Un club chic et une route nocturne aux abords de la ville sont les lieux d’une relecture de Giselle où le chorégraphe Martin Chaix libère l’amour de la morale bourgeoise à l’Opéra National du Rhin.
De quoi Giselle est-elle le nom au XXIe siècle ? Dans moins de vingt ans, ce « ballet fantastique » de la plume de Théophile Gautier, chorégraphié par Jean Coralli et Jules Perrot, fêtera ses 200 ans. Et que n’a-t-il pas vu en matière de relookage, de relectures et de parodies ! C’est l’histoire de la paysanne abusée par Albrecht, Duc de Silésie qui séduit la jeune fille sous couvert d’un pseudonyme, et c’est surtout celle de Giselle qui avait rêvé de s’élever socialement en se donnant au serial lover aristocrate. Peine émotionnelle, peine morale. Car elle finira chez les Wilis, vengeresses nocturnes car condamnées pour avoir trop dansé. Si le livret de Gauthier fait semblant de s’apitoyer sur la victime qui vit sa célèbre « scène de folie », on y retrouve en vérité la dialectique misogyne entre la vierge et la putain de la morale bourgeoise. Là-dessus, Martin Chaix, fort d’une carrière de danseur aux Opéras de Paris, de Leipzig et autres, livre un livret libératoire qualifié de « féministe ». Qu’est-ce à dire ?
Le chorégraphe et sa dramaturge allemande Ulrike Wörner von Faßmann relèvent le défi de nous parler, à travers Giselle, non du XIXe siècle mais d’aujourd’hui. Avec de grandes ambitions : « Changer de monde, ici et maintenant », c’est possible selon la dramaturge qui revendique que « les réécritures d’histoires ont un potentiel de transformation, même sur une scène de ballet. » Aussi cette relecture est nourrie « des initiatives comme One Billion Rising qui dénoncent la violence faite aux femmes », de #metoo et autres Femen. D’où une Giselle qui souffre certes de sa solitude et de voir son illusoire Albrecht draguer à tout va sur la piste de danse – on est ici dans un club urbain très chic – mais qui, portée par une solidarité féminine, va forcer l’immonde Don Juan à faire son autocritique, à genoux face aux Wilis qui sont ici un groupe queer vêtu de cuir noir, tendance West Side Story. Mais quand par miracle le Latin Lover prouve enfin à Giselle des sentiments authentiques et crédibles – ce qui change tout autant sa façon de danser – la proie prend son envol et sa liberté.
Cette façon de proposer à l’innocence incarnée une fin en harmonie et en autonomie ouvre sur la possibilité d’un amour sans perversion narcissique.

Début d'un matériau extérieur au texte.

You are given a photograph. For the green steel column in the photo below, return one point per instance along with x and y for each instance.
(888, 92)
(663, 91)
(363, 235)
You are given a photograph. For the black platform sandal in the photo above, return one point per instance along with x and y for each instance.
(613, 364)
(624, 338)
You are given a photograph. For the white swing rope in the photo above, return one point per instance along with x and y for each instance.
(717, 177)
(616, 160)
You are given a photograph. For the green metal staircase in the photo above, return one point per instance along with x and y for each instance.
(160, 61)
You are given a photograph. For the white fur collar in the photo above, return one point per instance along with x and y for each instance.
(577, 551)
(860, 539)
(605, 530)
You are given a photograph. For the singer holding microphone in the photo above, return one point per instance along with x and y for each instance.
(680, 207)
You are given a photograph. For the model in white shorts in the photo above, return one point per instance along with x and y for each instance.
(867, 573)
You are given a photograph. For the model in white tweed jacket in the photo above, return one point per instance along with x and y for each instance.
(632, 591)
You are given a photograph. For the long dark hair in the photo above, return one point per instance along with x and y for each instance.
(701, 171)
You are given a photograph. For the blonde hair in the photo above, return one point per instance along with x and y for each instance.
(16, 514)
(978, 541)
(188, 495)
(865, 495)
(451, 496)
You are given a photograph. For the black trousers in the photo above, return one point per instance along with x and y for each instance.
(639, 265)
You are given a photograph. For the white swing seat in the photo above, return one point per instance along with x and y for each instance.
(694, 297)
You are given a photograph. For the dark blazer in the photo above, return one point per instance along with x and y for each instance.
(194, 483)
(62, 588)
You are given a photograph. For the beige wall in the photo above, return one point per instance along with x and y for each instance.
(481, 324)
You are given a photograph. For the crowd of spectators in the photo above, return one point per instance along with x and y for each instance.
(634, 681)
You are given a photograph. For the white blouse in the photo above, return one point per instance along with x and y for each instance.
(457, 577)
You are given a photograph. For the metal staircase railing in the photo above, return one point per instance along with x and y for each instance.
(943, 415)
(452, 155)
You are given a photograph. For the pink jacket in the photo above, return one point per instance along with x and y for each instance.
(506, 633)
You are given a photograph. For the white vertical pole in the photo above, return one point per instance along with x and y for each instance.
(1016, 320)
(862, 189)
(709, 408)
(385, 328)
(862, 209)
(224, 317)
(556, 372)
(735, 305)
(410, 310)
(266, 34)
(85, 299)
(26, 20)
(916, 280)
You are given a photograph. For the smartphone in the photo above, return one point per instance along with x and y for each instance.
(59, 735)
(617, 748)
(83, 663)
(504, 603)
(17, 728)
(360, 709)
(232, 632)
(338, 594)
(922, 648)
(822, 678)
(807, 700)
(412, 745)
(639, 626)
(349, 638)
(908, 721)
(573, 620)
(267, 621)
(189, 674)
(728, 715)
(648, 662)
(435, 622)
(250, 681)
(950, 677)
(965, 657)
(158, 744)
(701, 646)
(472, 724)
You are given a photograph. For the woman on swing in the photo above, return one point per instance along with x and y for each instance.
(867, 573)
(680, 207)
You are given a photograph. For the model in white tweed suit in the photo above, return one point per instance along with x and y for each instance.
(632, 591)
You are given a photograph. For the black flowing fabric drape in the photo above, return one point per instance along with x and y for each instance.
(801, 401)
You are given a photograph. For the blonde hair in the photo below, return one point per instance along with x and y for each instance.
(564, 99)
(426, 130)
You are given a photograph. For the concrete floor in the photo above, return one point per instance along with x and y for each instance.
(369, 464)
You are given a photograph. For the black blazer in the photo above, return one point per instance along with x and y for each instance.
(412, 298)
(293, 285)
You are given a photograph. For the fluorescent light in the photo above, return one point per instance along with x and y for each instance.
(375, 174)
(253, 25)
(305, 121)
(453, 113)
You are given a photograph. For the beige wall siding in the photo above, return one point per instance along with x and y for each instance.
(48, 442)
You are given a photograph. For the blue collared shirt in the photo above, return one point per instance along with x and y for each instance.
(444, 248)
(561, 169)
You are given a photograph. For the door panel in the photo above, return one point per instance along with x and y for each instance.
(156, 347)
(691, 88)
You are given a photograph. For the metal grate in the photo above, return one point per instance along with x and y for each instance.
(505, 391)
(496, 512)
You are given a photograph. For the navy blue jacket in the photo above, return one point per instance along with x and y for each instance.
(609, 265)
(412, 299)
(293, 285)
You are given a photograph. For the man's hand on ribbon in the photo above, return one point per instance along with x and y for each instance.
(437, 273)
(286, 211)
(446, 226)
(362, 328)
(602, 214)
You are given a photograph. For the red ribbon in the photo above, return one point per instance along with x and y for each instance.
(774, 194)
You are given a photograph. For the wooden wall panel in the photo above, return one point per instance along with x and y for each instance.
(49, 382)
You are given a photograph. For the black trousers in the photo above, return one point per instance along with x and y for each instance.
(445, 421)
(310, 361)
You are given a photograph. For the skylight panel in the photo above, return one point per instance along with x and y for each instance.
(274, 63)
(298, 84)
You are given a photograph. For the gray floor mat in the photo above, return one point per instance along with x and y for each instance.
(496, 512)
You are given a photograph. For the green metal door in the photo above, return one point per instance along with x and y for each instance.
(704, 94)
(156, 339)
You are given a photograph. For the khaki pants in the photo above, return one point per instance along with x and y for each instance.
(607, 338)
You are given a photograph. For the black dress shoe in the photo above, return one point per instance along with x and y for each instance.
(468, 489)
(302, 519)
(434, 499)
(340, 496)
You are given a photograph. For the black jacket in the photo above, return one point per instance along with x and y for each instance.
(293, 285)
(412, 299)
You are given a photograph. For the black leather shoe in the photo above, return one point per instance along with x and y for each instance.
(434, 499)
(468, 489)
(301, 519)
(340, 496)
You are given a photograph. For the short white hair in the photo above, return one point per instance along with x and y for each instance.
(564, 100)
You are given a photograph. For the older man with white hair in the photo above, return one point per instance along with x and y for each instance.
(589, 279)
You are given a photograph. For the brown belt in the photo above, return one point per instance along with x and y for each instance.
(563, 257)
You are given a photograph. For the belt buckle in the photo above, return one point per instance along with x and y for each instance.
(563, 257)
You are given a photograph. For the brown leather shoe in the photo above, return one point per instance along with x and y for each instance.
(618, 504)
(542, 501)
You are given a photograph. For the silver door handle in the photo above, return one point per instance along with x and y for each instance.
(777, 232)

Un vrai conte de fées moderne donc, avec sa moralité, qui s’inscrit dans le monde urbain. Seulement, il n’est pas certain que l’on puisse, en racontant une histoire telle qu’on aimerait la voir dans la vie, poser sur le plateau un acte politique et faire gagner l’art en même temps. Malgré la révolte, la sororité universelle, le cuir et l’ambiance urbaine, le véritable acte émancipatoire de cette production est sans doute d’avoir confié la direction de l’orchestre à Sora Elisabeth Lee, les femmes étant toujours ultra-minoritaires à la baguette, et d’avoir tiré des oubliettes la compositrice Louise Farrenc, contemporaine d’Adolphe Adam au talent au moins égal, comme le montre la présence de deux de ses symphonies aux côtés d’un best of de la partition originale d’Adam. L’acte politique a lieu dans la fosse d’orchestre où la cheffe s’envole presque avec ses gestes, comme pour encourager Giselle sur le plateau, telle une sœur d’esprit.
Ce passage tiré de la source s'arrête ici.